The best solution is to shutdown your database before backing it up, or use some tool specific to your database to make a valid live copy perhaps by dumping the database in ASCII format. I am not a database expert, so I cannot provide you advice on how to do this, but if you are unsure about how to backup your database, you might try visiting the Backup Central site, which has been renamed Storage Mountain (www.backupcentral.com). In particular, their Free Backup and Recovery Software page has links to scripts that show you how to shutdown and backup most major databases.
As mentioned above, if you do not do automatic pruning, your Catalog will grow each time you run a Job. Normally, you should decide how long you want File records to be maintained in the Catalog and set the File Retention period to that time. Then you can either wait and see how big your Catalog gets or make a calculation assuming approximately 154 bytes for each File saved and knowing the number of Files that are saved during each backup and the number of Clients you backup.
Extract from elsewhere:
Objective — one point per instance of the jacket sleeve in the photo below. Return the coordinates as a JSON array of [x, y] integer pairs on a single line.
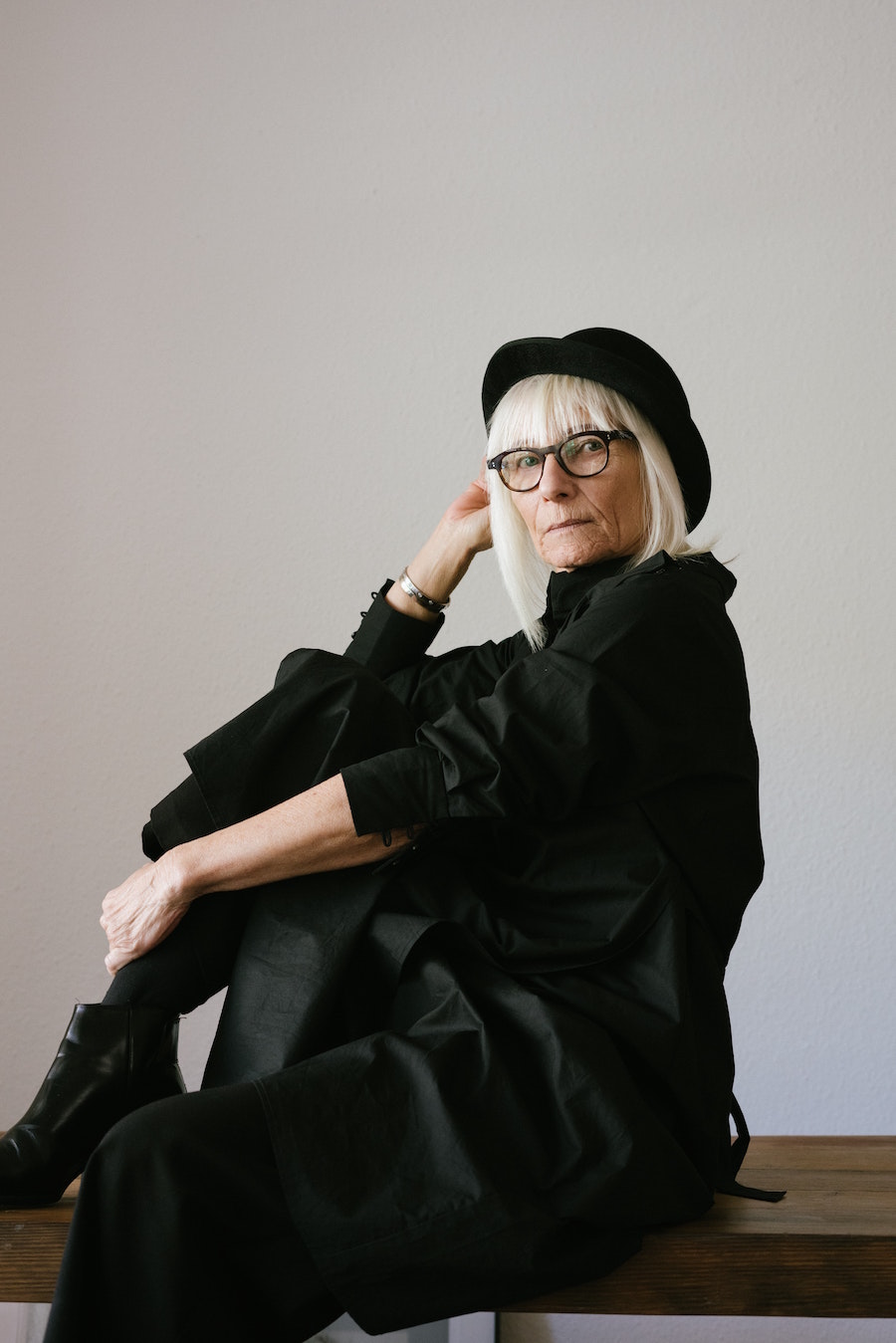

For example, suppose you do a backup of two systems, each with 100,000 files. Suppose further that you do a Full backup weekly and an Incremental every day, and that the Incremental backup typically saves 4,000 files. The size of your database after a month can roughly be calculated as:
Size = 154 * No. Systems * (100,000 * 4 + 10,000 * 26)
where we have assumed 4 weeks in a month and 26 incremental backups per month. This would give the following:
Size = 154 * 2 * (100,000 * 4 + 10,000 * 26) or Size = 308 * (400,000 + 260,000) or Size = 203,280,000 bytes
So for the above two systems, we should expect to have a database size of approximately 200 Megabytes. Of course, this will vary according to how many files are actually backed up.
Below are some statistics for a MySQL database containing Job records for five Clients beginning September 2001 through May 2002 (8.5 months) and File records for the last 80 days. (Older File records have been pruned). For these systems, only the user files and system files that change are backed up. The core part of the system is assumed to be easily reloaded from the RedHat rpms.
In the list below, the files (corresponding to Bacula Tables) with the extension .MYD contain the data records whereas files with the extension .MYI contain indexes.
You will note that the File records (containing the file attributes) make up the large bulk of the number of records as well as the space used (459 Mega Bytes including the indexes). As a consequence, the most important Retention period will be the File Retention period. A quick calculation shows that for each File that is saved, the database grows by approximately 150 bytes.
Size in Bytes Records File ============ ========= =========== 168 5 Client.MYD 3,072 Client.MYI 344,394,684 3,080,191 File.MYD 115,280,896 File.MYI 2,590,316 106,902 Filename.MYD 3,026,944 Filename.MYI 184 4 FileSet.MYD 2,048 FileSet.MYI 49,062 1,326 JobMedia.MYD 30,720 JobMedia.MYI 141,752 1,378 Job.MYD 13,312 Job.MYI 1,004 11 Media.MYD 3,072 Media.MYI 1,299,512 22,233 Path.MYD 581,632 Path.MYI 36 1 Pool.MYD 3,072 Pool.MYI 5 1 Version.MYD 1,024 Version.MYI
This database has a total size of approximately 450 Megabytes.
If we were using SQLite, the determination of the total database size would be much easier since it is a single file, but we would have less insight to the size of the individual tables as we have in this case.
Note, SQLite databases may be as much as 50% larger than MySQL databases due to the fact that all data is stored as ASCII strings. That is even binary integers are stored as ASCII strings, and this seems to increase the space needed.